As Alyosha hears the Gospel read, he considers the “gladness of some poor, very poor people . . . Of course they were poor, since they hadn’t wine enough even at a wedding. The historians write that in those days, the people living about the Lake of Gennesaret were the poorest that can possibly be imagined . . . and another great heart, his Mother, knew . . . that his heart was open even to the simple, artless merrymaking of some obscure and unlearned people, who had warmly bidden him to their poor wedding.”
We are witnesses to all types of poverty these days. We may be experiencing material or spiritual poverty ourselves. We don’t deserve suffering, but we don’t deserve celebration either. Both are gifts. Don’t reject the gift of joy. Where you find it today, thank God the Father for it, invite Jesus to share in it, and ask the Holy Spirit to multiply it.

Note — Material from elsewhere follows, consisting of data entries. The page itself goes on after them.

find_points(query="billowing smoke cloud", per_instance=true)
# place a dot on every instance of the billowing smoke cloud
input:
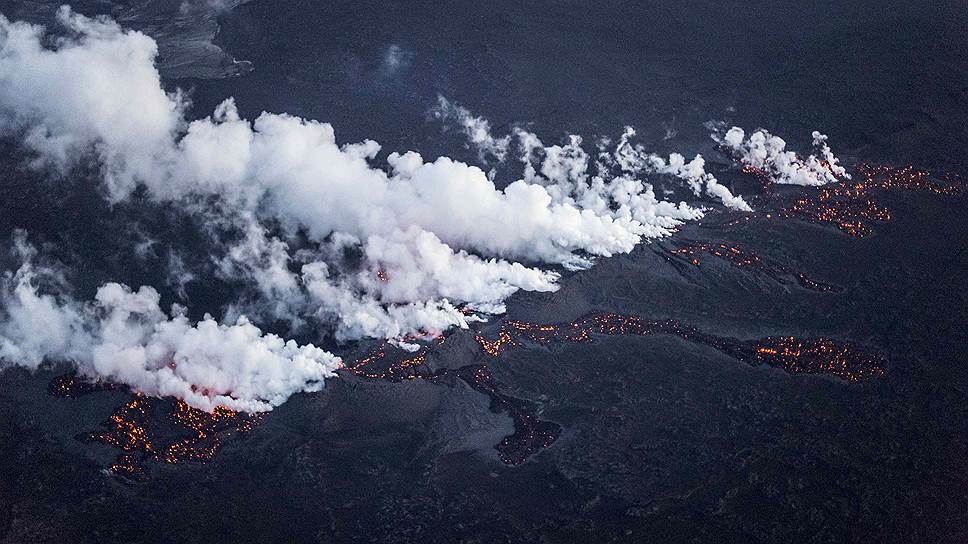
(767, 152)
(436, 242)
(124, 337)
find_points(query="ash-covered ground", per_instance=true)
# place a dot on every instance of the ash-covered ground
(677, 428)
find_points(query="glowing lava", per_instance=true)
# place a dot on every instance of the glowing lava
(811, 356)
(850, 205)
(162, 430)
(692, 252)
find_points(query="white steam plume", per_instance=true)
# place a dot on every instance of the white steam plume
(124, 337)
(767, 152)
(434, 235)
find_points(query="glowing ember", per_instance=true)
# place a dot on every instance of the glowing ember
(736, 256)
(819, 356)
(531, 434)
(145, 431)
(850, 205)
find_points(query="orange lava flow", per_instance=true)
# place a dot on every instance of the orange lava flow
(796, 356)
(850, 206)
(692, 252)
(144, 431)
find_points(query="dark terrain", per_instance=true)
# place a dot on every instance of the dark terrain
(648, 436)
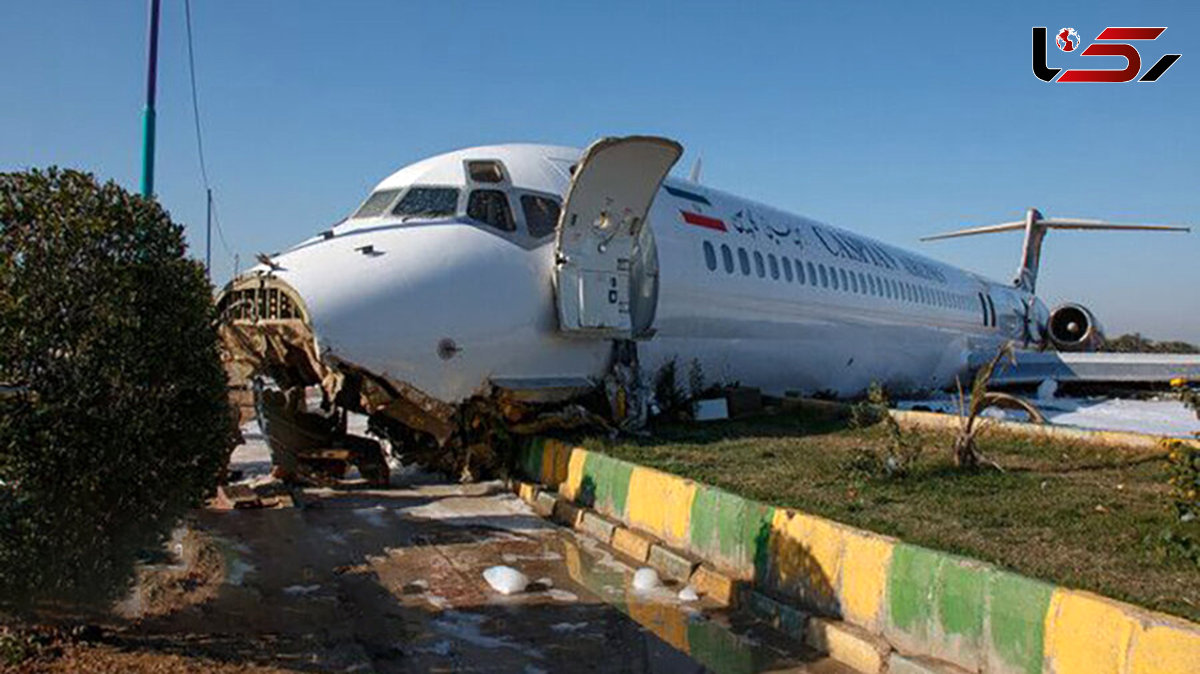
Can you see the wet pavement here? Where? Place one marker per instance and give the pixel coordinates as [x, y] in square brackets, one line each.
[393, 581]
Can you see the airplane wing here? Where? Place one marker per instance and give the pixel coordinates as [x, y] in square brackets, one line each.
[1095, 367]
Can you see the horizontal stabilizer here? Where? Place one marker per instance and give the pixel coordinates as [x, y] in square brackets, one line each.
[1032, 367]
[1056, 223]
[1036, 227]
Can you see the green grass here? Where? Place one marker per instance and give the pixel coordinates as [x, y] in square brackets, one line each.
[1071, 513]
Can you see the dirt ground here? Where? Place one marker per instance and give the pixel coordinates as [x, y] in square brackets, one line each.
[391, 581]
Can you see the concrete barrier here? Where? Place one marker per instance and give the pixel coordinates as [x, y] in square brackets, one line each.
[894, 597]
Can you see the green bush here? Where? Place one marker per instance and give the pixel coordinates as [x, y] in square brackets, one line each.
[113, 410]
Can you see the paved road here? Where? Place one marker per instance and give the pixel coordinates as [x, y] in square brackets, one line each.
[391, 581]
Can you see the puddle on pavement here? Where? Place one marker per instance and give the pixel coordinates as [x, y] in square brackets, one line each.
[580, 614]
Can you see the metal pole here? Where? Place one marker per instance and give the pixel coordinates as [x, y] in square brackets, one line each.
[148, 116]
[208, 236]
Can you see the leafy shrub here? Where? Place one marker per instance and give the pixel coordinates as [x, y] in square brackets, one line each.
[1181, 539]
[899, 455]
[113, 411]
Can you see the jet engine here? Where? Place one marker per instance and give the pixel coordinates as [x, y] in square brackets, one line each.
[1073, 328]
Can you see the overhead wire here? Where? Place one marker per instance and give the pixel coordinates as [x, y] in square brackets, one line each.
[199, 134]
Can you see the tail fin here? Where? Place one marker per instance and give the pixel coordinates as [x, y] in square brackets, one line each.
[1036, 228]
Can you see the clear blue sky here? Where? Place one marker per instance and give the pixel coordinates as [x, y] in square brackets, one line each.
[892, 119]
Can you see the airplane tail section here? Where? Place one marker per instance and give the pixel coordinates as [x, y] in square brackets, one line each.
[1036, 227]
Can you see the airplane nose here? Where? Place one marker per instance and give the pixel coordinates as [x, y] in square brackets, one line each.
[429, 306]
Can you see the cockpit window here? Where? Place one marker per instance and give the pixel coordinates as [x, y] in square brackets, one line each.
[376, 203]
[427, 202]
[491, 206]
[486, 170]
[541, 215]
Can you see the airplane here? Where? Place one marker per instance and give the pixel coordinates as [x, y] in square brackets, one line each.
[521, 277]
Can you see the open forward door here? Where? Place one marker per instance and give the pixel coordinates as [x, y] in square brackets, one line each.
[606, 275]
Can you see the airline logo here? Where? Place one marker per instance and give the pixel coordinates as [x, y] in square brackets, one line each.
[1110, 42]
[695, 217]
[1067, 40]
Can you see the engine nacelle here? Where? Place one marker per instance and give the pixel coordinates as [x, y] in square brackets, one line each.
[1073, 328]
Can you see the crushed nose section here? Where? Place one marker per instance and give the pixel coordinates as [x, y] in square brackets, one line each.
[265, 331]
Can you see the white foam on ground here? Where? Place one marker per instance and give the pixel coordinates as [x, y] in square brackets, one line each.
[505, 579]
[646, 579]
[372, 515]
[1155, 417]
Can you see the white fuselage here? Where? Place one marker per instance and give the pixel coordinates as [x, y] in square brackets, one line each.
[388, 294]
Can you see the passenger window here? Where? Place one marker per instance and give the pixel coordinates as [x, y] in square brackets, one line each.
[376, 204]
[541, 217]
[709, 256]
[486, 170]
[427, 202]
[491, 206]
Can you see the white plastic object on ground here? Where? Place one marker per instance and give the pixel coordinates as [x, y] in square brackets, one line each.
[505, 579]
[646, 579]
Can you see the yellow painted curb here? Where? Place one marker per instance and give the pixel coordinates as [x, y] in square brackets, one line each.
[631, 543]
[714, 584]
[847, 644]
[660, 504]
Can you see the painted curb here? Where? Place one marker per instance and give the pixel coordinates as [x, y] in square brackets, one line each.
[922, 602]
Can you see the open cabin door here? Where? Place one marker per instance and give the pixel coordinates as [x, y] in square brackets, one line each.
[606, 271]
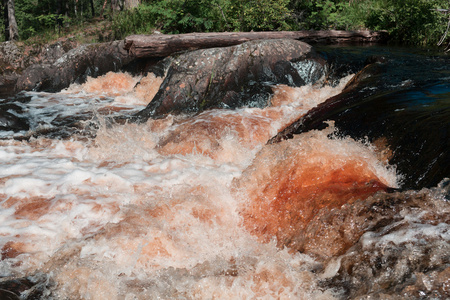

Finally, Alyosha’s contemplation on the Gospel passage culminates in a vision of his beloved Fr. Zosima at the wedding, who tells him, “Begin your work, dear one, begin it . . . He has made himself like unto us from love and rejoices with us. He is changing the water into wine that the gladness of the guests may not be cut short. He is expecting new guests, He is calling new ones unceasingly forever and ever.” It is at once both a vision of heaven and earth, a beckoning to draw water joyfully for all his children.
This is the message we all need to hear! Very well put!